Neutering your cat
Neutering, sometimes called sterilisation, is a common procedure in pets and it prevents pets being able to reproduce. When female cats are neutered it is called spaying, and male cats are castrated. Although both are routine procedures, they require do anaesthesia and surgery and in the female in particular, it’s fairly major surgery. In the vast majority of cases though, pets bounce back quickly after neutering, often returning to their usual level of activity within a few days.
What’s the ideal age to neuter a pet?
Pets are usually neutered from around 6 months of age, although many veterinary practices will perform this operation earlier in the pet’s life. Many authorities now recommend neutering at 4 months or even earlier, as female cats can become pregnant from this age. A female cat does not have to have an oestrus cycle (also called ‘heat’ or a ‘season’) before being neutered, nor do they have to give birth to a litter.
What does neutering a pet involve?
· Pets will be checked before their operation to make sure they are in good health
· A pre-op blood screen might be performed to check organs are healthy
· Pets will usually be hospitalised as day patients, or in some cases kept overnight at the practice
· Before the op, pets are usually sedated
· A general anaesthetic is administered prior to and throughout surgery
· Females will have their womb and ovaries removed; males have both testicles removed
· Expect your pet to have some form of pain relief to help them post operatively
· Female cats will have stitches post-op. Male cats do not usually have stitches.
· You will probably be asked to bring your pet back to the practice for a post-operative check and/or stitch removal.
· All practices can have slightly different procedures so ensure that you discuss everything that is going to happen with your vet and feel fully informed.
Neutering pets – is it a good idea?
The main advantage of neutering is that it prevents pets from breeding and producing unwanted kittens. Around 90% of all cats are now neutered. There are other advantages that result from neutering. Male cats that are neutered are less likely to wander which reduces their chances of getting involved in road accidents. They will be less aggressive in defending their territory and therefore less likely to fight and get bitten. Cat bites not only become infected quite quickly but they can also pass on life threatening viruses from one cat to another. Urine spraying and territory marking with strong smelling urine is also a common behaviour in unneutered tom cats and neutering makes them much more pleasant to live with.

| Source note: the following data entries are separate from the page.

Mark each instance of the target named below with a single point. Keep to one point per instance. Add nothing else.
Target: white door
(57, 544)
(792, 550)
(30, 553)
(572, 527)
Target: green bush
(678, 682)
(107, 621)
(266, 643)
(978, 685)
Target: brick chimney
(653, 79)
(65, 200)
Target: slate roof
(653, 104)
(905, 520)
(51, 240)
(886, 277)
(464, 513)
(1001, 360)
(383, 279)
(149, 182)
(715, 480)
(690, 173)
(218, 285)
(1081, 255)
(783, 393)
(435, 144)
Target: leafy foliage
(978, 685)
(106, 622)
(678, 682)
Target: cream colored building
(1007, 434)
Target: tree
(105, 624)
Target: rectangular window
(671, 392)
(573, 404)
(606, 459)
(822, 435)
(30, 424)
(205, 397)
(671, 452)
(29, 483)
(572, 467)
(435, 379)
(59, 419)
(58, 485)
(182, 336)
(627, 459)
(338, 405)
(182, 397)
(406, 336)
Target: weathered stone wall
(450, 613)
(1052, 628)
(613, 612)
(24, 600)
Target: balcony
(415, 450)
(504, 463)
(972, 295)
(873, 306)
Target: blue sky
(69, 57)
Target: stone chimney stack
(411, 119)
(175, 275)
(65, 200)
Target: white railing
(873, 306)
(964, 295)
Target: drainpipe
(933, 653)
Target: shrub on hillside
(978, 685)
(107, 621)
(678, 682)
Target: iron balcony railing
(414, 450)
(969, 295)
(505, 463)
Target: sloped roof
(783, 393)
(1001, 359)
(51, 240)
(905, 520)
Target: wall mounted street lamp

Many people also prefer to neuter their pets as it allows males and females to be easily kept in the same household.
Depending on the age a female pet is neutered, there may be some protection against mammary tumours (or breast cancer).
Neutering – an easy decision?
Neutering is widely advocated by vets, animal welfare charities and other experts. There are some downsides to neutering though, so always discuss the procedure with your vet first. It is, after all, a surgical procedure and although routine, any surgery has a small element of risk.

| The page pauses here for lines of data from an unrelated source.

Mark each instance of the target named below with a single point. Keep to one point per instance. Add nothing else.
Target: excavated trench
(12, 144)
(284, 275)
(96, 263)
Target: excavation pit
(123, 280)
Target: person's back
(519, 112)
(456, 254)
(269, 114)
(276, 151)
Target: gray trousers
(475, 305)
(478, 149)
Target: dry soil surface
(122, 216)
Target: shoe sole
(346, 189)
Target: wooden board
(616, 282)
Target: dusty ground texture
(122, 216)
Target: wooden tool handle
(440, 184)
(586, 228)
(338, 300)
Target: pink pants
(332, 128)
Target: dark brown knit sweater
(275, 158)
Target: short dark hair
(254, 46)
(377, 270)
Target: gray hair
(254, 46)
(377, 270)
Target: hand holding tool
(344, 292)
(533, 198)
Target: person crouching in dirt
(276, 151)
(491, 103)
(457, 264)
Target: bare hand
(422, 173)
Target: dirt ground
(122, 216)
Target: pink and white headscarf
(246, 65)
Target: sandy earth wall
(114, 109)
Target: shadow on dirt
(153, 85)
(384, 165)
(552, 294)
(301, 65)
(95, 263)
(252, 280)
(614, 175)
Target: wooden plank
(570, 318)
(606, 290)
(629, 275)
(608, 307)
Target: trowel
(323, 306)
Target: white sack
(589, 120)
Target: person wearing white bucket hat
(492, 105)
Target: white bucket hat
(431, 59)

Once neutered, cats may be more likely to gain weight, especially if fed at the same level as before. By adjusting food intake to body condition, weight gain can be prevented but do be aware of the need to control food intake, or to feed a ‘light’ diet to help control weight gain.
Neutered cats are more likely to suffer bladder stones and some owners opt to feed special diets that reduce this risk by controlling the levels of certain minerals in the diet. In some female dogs urinary incontinence can occur after spaying. This can also be treated, so if your pet does experience problems always speak to your vet.
There are clearly many health benefits to neutering and reducing the number of abandoned puppies and kittens is clearly a priority for the nation’s pet owners. Always fully discuss any concerns with your vet to feel happy about your decision.